High-street fashion labels like Zara and H&M promise sustainability in China – can luxury brands keep up?

Whether make-up, fashion or jewellery, informed consumers in China want sustainable products and practices, and companies like Swarovski, Burberry and Estée Lauder are putting in place strategies that are China-specific
As non-luxury gets evermore committed to sustainability – you will have seen Zara’s recent “100 per cent” pledge plastered over the news last week – the suggestion of luxury and sustainability in China continues to build.
In the last few years, the conversation about sustainability and luxury – particularly in fashion – has been not only nothing new, it was in danger of becoming a parody of itself.
For all luxury brands, the right question might not be if they need a China-specific sustainability plan, but how quickly they can create one that’s holistic, trustworthy and inspiring
Do luxury Chinese consumers want sustainability? Of course. Do luxury brands and industry leaders talk about sustainability? At length. Entire panel discussions have been held on the subject, talking about what should be done and about how we must care for the planet. And then the talk ends.

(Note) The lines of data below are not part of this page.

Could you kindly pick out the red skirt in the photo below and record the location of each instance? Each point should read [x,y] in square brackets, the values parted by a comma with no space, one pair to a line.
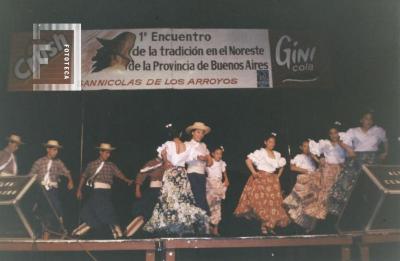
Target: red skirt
[262,199]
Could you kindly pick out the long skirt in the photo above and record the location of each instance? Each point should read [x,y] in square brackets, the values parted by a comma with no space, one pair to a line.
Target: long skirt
[98,210]
[215,194]
[303,202]
[176,212]
[262,199]
[341,191]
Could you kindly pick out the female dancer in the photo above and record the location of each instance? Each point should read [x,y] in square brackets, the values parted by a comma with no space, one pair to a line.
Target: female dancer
[176,212]
[262,198]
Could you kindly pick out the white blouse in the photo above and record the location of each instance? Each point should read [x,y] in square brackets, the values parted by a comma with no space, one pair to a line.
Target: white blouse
[263,162]
[334,154]
[216,170]
[304,162]
[198,149]
[176,159]
[366,141]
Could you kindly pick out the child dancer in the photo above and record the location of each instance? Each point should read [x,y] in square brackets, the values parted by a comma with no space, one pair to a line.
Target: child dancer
[217,183]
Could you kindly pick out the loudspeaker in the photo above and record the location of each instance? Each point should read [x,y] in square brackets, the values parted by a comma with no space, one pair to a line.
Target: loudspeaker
[374,204]
[25,210]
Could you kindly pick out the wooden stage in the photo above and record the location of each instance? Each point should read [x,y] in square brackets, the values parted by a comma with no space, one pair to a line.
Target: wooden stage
[166,248]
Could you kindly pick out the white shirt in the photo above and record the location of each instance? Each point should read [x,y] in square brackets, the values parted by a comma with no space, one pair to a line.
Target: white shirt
[334,154]
[178,160]
[199,149]
[263,162]
[366,141]
[216,170]
[304,162]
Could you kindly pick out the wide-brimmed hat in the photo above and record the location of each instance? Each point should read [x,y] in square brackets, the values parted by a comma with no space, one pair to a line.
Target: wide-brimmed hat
[198,126]
[15,138]
[52,144]
[105,146]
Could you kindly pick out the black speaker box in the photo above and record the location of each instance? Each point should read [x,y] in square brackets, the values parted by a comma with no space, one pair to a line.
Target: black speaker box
[374,204]
[25,210]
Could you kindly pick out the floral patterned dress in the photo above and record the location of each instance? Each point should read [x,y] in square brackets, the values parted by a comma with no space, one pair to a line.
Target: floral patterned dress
[261,198]
[175,213]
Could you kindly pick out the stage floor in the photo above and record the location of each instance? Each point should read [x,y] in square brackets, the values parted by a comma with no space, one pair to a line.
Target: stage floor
[299,247]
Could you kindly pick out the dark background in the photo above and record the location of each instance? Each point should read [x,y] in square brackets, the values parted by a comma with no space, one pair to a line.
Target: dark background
[363,37]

Agreeing via panel discussions that we all need to save Mother Earth made us wonder if the event would end with the linking of arms and singing Heal the World together. Aside the “highlighting of issues” and hand-wringing platitudes, what is really being done to commit to the promises made? Where can brands learn more from and are they willing to see sustainability as more than just a target to be met?

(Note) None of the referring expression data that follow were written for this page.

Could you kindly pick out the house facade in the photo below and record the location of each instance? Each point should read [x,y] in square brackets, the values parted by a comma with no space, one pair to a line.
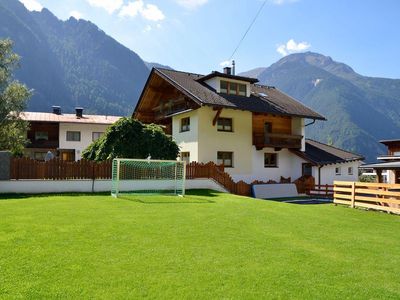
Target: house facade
[388,169]
[64,135]
[256,131]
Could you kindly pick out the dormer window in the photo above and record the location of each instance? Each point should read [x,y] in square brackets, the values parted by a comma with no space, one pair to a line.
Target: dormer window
[232,88]
[224,87]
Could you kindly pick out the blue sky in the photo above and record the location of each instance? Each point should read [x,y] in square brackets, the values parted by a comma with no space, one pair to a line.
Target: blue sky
[197,35]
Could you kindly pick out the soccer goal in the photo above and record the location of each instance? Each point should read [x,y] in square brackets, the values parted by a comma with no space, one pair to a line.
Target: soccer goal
[145,176]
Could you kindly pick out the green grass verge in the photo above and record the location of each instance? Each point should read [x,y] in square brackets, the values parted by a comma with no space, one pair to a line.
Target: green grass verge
[206,245]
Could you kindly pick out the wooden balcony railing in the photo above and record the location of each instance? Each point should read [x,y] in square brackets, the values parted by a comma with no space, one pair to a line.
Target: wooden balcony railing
[277,140]
[43,144]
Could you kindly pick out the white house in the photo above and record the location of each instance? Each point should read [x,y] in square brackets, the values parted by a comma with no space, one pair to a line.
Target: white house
[388,170]
[256,131]
[65,135]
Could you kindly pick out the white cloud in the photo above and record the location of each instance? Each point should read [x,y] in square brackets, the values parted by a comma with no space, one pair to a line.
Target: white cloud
[292,47]
[131,9]
[109,5]
[191,4]
[281,2]
[32,5]
[225,63]
[147,28]
[148,11]
[76,14]
[153,13]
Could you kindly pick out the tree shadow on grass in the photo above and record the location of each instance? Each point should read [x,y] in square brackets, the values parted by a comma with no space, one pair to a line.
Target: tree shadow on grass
[16,196]
[190,198]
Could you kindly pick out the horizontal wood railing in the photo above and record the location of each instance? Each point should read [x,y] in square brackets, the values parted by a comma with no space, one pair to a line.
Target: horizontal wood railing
[378,196]
[321,190]
[57,169]
[279,140]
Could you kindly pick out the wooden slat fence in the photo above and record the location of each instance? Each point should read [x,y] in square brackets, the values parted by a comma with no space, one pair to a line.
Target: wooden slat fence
[378,196]
[323,190]
[56,169]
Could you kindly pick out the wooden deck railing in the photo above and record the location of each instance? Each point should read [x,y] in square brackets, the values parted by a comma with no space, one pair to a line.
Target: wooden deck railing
[57,169]
[323,190]
[278,140]
[379,196]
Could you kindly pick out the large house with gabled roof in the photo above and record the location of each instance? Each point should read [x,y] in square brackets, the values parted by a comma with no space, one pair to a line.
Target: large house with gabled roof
[256,131]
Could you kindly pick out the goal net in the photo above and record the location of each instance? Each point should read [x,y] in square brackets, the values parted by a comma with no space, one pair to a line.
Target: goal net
[144,176]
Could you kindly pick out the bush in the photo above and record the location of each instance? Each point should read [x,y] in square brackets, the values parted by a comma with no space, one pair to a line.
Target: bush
[129,138]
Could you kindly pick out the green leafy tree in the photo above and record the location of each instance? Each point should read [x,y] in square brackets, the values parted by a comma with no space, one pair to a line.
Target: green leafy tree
[129,138]
[13,99]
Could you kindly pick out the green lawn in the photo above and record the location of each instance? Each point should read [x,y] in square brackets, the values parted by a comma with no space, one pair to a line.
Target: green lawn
[206,245]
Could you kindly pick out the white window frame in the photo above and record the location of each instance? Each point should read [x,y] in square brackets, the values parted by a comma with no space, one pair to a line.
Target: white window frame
[338,171]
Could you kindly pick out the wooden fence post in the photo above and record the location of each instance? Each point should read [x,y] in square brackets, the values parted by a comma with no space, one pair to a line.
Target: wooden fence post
[353,194]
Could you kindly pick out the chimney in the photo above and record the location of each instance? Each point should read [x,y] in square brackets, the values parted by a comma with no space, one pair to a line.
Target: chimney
[56,109]
[228,70]
[79,112]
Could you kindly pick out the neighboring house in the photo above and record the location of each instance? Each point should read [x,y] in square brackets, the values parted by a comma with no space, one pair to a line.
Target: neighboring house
[390,163]
[65,135]
[256,131]
[327,163]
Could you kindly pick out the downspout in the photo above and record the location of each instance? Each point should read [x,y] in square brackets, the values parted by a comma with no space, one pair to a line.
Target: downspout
[319,174]
[312,122]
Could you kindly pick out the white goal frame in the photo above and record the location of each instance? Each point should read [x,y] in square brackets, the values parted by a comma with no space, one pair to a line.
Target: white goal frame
[148,176]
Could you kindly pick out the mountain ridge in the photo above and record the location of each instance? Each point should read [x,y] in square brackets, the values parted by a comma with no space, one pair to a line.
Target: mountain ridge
[360,110]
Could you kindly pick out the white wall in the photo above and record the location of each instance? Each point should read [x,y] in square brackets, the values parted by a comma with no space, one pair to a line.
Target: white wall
[85,186]
[188,140]
[86,131]
[298,128]
[203,141]
[239,141]
[328,174]
[289,165]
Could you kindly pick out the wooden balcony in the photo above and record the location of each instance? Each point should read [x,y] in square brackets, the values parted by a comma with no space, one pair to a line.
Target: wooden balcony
[43,144]
[276,140]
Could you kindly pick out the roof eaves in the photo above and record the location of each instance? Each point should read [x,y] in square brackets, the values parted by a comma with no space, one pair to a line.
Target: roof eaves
[318,117]
[179,87]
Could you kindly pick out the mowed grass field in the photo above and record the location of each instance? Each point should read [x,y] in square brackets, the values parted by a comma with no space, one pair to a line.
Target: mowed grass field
[206,245]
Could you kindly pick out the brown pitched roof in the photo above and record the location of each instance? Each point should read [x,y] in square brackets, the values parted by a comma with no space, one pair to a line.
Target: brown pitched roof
[322,154]
[68,118]
[223,75]
[263,99]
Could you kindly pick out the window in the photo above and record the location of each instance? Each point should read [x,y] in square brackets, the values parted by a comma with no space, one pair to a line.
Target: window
[270,160]
[73,136]
[185,156]
[338,171]
[41,135]
[39,155]
[350,170]
[242,90]
[224,124]
[307,169]
[185,124]
[232,88]
[223,87]
[225,158]
[96,135]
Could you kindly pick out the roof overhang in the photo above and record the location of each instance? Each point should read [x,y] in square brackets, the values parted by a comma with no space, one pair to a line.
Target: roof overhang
[154,72]
[383,166]
[228,76]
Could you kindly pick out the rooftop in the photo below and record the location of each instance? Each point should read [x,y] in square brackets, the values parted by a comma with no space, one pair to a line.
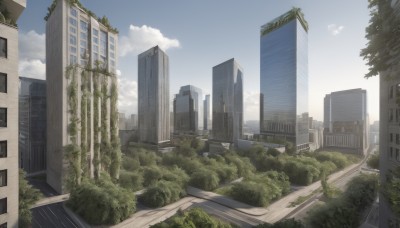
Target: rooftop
[284,19]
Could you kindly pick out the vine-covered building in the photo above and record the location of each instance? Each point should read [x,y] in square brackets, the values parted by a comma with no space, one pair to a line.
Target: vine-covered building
[188,111]
[82,117]
[153,96]
[227,102]
[284,79]
[9,81]
[32,125]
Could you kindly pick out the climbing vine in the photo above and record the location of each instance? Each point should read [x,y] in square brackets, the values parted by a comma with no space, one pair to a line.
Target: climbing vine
[73,151]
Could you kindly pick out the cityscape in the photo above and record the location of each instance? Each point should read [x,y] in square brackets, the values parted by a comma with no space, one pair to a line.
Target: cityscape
[199,114]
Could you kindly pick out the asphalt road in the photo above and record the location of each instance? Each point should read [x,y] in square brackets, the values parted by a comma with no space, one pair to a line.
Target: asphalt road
[52,215]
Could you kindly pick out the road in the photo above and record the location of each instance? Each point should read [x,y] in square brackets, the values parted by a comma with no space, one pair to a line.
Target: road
[340,183]
[52,215]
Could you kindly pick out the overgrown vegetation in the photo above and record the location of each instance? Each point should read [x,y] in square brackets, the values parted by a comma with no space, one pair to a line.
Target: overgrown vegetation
[346,210]
[193,218]
[102,202]
[28,196]
[383,34]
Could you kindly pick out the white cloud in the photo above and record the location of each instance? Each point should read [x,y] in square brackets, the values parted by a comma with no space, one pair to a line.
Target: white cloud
[140,39]
[335,29]
[33,68]
[251,105]
[32,55]
[127,95]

The new wave of luxury consumers see sustainability as a core objective
Chinese consumer interest in all things sustainable is no assumption – in the 2018 report on Chinese travellers, “Next-Gen Luxury Leaders: Affluent Chinese Families”, presented by ILTM China and The Luxury Conversation, more than 71 per cent of survey respondents said that a hotel’s sustainability offering was a top factor in their decision-making process. As for the healthy side of what sustainability can mean, 75 per cent of respondents chose “organic food” as very important in relation to a resort’s offering, with “education on wellness” being a very important selection in terms of what they expect their children to experience at a Kids Club.
On the lifestyle sharing platform Red Book, sustainability is a popular theme. The hashtag roughly meaning “shopping lasts bag after bag” (in Chinese it also rhymes with “shopping lasts generation after generation”, since “bag” and “generation” have the same sound) generated over 6,000 user posts. Lifestyle blogger @Ritatawang and @Irene …, inspired by the Scandinavian running movement “plogging” that combines jogging with picking up litter, documented a day of plogging under the hashtag meaning “running while picking up trash” that reached around 250,000 views.

In simple terms, it only takes a quick flick through our WeChat Moments feed to see Earth-consciousness, care for nature and hatred for plastic echoed by Chinese “consumers”/people on a daily basis. Just as anywhere in the world, knowledge of humankind’s impact on the Earth and a drastic need for change is a strong issue in Chinese society.